S’il existe des pays sur lesquels il n’y a quasiment rien à
dire ce n’est malheureusement pas le cas de la Grèce. Et ça rend malaisée la
tâche du géographe et de l’historien, si talentueux soient-ils. Les pays, c’est
comme les magasins de vêtements : du temps du bon Père Mao, en Chine, on y trouvait un type
de veste et de pantalon. Une description exhaustive de la marchandise y était rapidement
réalisable. Il en allait tout autrement pour les temples de la fringue
occidentale : en se voulant complet on serait vite devenu lassant. Voilà l’écueil
qu’il faut éviter en parlant de la Grèce.
D’abord de quoi parle-t-on ? Du petit pays d’aujourd’hui ?
De la Grande Grèce antique ? De l’Empire Byzantin ? Un choix s’impose !
Je ferai, dans un premier temps, celui de considérer la Grèce comme une
civilisation à laquelle nous devons tout plus que comme un territoire. Il est
indiscutable que notre dette vis-à-vis des Grecs est immense : ils ont
pratiquement tout inventé.
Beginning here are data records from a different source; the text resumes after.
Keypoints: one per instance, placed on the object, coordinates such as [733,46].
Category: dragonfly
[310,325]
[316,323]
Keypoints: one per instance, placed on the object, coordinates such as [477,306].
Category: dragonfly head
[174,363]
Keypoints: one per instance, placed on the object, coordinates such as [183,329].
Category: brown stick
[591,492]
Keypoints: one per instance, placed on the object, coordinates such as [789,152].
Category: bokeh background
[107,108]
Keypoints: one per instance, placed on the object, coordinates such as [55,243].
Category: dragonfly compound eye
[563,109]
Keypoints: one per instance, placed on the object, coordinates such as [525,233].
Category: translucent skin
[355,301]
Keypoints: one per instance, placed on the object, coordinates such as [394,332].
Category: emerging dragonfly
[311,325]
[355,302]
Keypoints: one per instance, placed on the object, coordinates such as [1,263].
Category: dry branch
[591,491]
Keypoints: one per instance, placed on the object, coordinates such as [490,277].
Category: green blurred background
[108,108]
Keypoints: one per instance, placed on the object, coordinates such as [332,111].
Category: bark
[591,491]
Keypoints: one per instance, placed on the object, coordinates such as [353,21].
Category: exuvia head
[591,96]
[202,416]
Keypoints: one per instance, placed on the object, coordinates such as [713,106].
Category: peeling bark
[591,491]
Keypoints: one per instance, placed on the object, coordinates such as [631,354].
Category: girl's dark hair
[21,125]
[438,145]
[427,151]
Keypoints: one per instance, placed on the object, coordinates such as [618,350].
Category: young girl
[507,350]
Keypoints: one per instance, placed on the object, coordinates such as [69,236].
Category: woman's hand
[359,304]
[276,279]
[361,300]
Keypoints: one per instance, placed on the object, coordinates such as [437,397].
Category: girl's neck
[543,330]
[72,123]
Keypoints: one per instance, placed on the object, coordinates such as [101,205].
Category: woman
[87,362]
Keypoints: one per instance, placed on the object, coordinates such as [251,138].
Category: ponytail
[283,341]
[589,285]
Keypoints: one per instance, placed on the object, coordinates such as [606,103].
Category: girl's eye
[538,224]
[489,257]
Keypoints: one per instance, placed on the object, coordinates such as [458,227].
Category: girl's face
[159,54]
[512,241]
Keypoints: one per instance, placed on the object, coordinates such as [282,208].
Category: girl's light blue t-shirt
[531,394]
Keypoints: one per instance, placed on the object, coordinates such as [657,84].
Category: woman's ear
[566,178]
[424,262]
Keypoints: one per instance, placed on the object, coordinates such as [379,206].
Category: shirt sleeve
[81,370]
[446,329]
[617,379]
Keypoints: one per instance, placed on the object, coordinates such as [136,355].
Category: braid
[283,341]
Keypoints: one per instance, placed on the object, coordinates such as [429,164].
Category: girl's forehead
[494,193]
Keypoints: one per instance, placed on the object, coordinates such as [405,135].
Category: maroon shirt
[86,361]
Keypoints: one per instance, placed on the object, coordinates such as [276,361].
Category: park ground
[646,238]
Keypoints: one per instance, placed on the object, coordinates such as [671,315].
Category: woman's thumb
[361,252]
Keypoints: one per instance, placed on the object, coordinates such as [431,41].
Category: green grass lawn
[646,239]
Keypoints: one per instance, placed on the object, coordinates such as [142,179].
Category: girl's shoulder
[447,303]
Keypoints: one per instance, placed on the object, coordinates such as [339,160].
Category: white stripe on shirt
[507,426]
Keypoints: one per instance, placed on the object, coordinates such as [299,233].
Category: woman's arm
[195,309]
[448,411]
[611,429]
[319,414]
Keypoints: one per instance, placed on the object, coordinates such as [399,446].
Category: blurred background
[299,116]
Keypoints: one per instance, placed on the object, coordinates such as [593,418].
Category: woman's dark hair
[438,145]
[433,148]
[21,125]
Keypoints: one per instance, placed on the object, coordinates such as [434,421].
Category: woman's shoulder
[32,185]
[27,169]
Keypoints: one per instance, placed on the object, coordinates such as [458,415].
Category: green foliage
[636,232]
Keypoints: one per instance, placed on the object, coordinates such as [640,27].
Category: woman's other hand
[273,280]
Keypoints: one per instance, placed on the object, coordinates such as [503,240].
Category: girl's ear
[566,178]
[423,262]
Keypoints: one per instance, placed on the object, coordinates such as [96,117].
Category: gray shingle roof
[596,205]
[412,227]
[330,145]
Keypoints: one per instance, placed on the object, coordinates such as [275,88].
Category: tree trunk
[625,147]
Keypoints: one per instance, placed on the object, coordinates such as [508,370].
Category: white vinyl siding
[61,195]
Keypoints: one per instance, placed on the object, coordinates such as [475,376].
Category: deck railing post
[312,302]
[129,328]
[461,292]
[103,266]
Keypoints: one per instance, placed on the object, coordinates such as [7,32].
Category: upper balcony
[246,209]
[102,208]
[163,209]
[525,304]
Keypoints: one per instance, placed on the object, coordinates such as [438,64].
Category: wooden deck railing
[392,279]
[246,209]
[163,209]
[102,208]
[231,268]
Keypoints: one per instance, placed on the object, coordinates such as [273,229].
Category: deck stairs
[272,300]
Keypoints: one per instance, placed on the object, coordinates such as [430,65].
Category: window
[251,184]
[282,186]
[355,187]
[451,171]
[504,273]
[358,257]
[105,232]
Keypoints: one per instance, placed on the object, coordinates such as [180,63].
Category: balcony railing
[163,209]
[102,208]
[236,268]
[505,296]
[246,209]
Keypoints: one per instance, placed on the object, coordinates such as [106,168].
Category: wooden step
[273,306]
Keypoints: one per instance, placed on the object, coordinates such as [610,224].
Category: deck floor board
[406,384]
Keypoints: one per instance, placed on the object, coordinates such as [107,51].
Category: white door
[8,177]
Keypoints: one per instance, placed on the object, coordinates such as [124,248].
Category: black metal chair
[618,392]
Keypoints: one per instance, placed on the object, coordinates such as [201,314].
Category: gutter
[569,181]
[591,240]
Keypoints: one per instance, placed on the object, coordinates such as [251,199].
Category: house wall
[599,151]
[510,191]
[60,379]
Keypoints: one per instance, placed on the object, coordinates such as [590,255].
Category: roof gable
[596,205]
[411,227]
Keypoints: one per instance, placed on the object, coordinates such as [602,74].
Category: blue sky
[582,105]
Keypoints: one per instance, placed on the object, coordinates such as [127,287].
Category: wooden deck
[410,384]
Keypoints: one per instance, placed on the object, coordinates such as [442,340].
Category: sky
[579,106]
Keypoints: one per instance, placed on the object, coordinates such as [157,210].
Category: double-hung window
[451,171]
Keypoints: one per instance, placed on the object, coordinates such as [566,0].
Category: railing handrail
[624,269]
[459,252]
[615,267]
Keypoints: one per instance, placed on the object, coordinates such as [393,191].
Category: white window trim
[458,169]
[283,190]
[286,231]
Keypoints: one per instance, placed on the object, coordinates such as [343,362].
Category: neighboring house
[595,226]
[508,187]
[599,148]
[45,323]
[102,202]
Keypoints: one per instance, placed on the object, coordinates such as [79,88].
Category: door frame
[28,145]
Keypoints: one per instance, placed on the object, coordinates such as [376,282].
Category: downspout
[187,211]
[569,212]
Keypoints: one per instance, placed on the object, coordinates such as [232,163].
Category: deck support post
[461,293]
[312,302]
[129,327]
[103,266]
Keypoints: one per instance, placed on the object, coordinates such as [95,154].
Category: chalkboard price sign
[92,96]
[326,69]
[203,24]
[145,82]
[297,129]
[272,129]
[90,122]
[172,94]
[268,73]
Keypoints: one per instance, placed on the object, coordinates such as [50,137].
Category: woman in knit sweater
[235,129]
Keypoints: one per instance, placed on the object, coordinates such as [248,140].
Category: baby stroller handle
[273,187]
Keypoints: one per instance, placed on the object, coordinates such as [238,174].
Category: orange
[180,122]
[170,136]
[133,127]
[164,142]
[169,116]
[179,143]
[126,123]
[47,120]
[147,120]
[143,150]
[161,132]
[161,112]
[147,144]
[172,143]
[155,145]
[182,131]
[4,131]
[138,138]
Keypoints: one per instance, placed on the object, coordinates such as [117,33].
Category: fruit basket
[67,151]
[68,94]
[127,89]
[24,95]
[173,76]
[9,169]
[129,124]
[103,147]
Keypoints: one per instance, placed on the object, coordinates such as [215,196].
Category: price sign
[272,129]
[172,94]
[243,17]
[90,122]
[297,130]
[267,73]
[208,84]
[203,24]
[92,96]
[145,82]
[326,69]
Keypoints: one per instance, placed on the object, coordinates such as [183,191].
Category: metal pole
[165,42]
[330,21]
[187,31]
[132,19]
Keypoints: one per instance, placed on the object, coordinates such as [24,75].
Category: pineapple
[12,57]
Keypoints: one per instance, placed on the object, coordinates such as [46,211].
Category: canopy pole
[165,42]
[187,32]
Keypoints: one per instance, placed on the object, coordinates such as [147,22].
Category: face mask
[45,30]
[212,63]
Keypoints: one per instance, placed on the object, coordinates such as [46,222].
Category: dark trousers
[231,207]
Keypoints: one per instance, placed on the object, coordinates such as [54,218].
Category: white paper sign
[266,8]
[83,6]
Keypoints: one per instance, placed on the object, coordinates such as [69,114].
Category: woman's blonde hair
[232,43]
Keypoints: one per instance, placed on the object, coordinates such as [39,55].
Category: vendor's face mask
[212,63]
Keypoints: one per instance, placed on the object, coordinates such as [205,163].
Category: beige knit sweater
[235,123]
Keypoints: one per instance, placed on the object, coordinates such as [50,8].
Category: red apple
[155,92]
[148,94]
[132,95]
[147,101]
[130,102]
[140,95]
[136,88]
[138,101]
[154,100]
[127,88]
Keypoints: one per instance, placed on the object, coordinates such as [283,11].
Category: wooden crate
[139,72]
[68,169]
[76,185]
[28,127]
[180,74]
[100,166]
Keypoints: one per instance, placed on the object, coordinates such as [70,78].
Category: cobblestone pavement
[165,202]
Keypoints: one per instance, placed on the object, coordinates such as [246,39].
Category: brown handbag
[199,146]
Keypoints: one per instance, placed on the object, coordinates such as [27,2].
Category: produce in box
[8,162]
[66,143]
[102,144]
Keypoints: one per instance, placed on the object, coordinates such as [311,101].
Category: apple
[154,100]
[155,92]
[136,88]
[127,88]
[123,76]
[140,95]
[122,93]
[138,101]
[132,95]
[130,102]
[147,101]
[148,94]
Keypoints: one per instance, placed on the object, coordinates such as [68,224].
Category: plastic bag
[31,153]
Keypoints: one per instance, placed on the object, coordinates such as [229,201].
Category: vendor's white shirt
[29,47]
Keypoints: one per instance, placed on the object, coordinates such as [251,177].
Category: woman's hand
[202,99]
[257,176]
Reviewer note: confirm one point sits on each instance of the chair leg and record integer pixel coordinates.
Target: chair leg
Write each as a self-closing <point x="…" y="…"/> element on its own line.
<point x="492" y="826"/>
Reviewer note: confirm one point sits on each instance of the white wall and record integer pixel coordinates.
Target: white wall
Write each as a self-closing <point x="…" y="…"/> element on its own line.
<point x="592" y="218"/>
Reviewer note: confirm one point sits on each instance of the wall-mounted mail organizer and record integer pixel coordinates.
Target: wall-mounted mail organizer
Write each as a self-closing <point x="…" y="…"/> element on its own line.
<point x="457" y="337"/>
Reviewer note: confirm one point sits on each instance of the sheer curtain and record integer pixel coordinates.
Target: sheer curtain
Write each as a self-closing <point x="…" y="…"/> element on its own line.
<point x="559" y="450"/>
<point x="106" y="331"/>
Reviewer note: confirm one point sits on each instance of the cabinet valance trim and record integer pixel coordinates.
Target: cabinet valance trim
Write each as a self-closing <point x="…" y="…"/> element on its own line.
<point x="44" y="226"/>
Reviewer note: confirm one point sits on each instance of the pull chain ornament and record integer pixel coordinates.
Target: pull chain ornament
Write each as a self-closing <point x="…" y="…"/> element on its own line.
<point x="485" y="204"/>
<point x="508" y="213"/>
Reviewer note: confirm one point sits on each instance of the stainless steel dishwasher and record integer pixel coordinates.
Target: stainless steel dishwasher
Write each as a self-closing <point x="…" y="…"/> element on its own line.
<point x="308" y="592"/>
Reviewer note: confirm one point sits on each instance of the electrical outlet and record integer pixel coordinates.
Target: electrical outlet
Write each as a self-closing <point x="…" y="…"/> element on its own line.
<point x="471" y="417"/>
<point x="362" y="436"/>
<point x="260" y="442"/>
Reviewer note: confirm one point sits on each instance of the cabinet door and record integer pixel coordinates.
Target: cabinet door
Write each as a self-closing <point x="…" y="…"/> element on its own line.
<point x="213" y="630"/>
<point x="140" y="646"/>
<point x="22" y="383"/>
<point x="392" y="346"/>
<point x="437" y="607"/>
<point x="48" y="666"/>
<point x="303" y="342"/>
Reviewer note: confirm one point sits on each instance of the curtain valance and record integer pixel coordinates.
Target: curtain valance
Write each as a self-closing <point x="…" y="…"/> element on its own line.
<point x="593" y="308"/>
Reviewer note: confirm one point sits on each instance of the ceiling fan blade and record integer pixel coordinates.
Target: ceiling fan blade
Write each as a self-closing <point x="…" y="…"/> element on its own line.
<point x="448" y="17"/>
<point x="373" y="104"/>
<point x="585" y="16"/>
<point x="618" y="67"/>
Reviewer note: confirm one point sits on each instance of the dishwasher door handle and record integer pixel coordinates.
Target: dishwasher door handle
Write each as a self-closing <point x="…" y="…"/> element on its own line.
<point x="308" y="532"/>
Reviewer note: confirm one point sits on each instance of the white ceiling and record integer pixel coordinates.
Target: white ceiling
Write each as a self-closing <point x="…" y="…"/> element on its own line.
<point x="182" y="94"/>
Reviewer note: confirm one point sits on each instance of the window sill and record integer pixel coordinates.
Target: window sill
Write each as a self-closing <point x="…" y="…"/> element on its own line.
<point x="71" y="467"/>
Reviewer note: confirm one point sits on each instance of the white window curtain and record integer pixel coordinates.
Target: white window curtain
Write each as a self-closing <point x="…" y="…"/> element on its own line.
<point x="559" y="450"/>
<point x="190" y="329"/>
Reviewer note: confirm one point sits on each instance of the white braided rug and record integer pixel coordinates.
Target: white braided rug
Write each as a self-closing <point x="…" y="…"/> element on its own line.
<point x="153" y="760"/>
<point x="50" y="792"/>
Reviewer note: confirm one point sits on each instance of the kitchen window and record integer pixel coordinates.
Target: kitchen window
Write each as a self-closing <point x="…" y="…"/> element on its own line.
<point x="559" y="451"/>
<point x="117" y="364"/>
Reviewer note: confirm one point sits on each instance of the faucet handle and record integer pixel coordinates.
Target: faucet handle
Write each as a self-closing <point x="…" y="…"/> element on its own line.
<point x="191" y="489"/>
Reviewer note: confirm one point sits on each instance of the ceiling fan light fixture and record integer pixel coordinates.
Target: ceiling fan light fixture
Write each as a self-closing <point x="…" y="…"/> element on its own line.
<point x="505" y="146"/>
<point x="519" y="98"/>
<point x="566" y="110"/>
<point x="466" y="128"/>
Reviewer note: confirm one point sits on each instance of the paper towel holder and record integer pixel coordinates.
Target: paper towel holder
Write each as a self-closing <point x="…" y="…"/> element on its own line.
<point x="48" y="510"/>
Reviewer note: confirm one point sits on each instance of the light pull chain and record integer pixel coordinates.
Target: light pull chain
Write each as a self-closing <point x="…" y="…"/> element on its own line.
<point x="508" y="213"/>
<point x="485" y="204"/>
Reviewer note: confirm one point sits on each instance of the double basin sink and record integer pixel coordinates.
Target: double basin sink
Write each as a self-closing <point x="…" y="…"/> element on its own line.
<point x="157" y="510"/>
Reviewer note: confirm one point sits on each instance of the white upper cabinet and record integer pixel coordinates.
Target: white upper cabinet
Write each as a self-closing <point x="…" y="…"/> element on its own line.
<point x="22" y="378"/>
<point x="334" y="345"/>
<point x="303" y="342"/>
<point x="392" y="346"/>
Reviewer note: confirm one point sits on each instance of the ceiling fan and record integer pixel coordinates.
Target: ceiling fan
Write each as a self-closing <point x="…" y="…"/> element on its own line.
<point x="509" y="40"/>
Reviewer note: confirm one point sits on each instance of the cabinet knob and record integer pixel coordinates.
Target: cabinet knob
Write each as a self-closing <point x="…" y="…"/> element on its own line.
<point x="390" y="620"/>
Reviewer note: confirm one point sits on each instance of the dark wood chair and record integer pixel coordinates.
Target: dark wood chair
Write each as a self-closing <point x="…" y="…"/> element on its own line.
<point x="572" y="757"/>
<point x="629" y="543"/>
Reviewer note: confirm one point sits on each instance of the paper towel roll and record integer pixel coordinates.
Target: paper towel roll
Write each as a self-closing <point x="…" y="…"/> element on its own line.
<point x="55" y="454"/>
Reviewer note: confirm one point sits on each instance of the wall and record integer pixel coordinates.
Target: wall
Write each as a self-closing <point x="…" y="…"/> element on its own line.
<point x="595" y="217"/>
La démocratie, la tyrannie, la géométrie, la
philosophie, le fil à couper le beurre, l’eau tiède, le bilboquet, la
pédérastie, l’alphabet, la tragédie, la comédie, les métèques, la plupart des
fables de La Fontaine, c’est à ce peuple
d’élite que nous les devons. Certains esprits chagrins m’objecteront qu’en
matière de rustines, de monothéisme et d’informatique il ne s’est pas montré au
top. Soit, mais à quoi sert la rustine pour qui n’a pas de vélo, une multiplicité
de dieux tous plus farceurs les uns que les autres n’est-elle pas plus
distrayante qu’un Dieu unique, quant aux ordinateurs et autres i-phones, en
dehors de la lecture de ce blog, qu’apportent-ils d’essentiel ?
En quelques lignes résumons son histoire. A partir de Cités,
les Grecs établirent des comptoirs (c’étaient de fins soiffards) et des
colonies un peu partout dans le bassin méditerranéen. Suivit l’époque hellénistique,
l’occupation romaine, l’empire Romain d’Orient, l’empire byzantin, la conquête
par les turcs puis, avec le soutien de M. Victor Hugo (une sorte de BHL
romantique), une guerre d’indépendance qui mènera à partir de 1830 et jusqu’à
ce jour à une alternance de républiques, de monarchies et de dictatures. En
dehors de l’Euro, la devise du pays est :
Ce qui signifie dans le jargon local « La liberté ou la
mort », le manque d’originalité de la formule n’a d’égal que le peu d’empressement
que met une grande majorité à la mettre en pratique. Notez au passage qu’au
lieu d’écrire comme vous, moi et toutes
les personnes raisonnables du monde, les grecs utilisent des caractères
ridicules, dans l’espoir de passer pour plus malins qu’ils ne sont. Voilà.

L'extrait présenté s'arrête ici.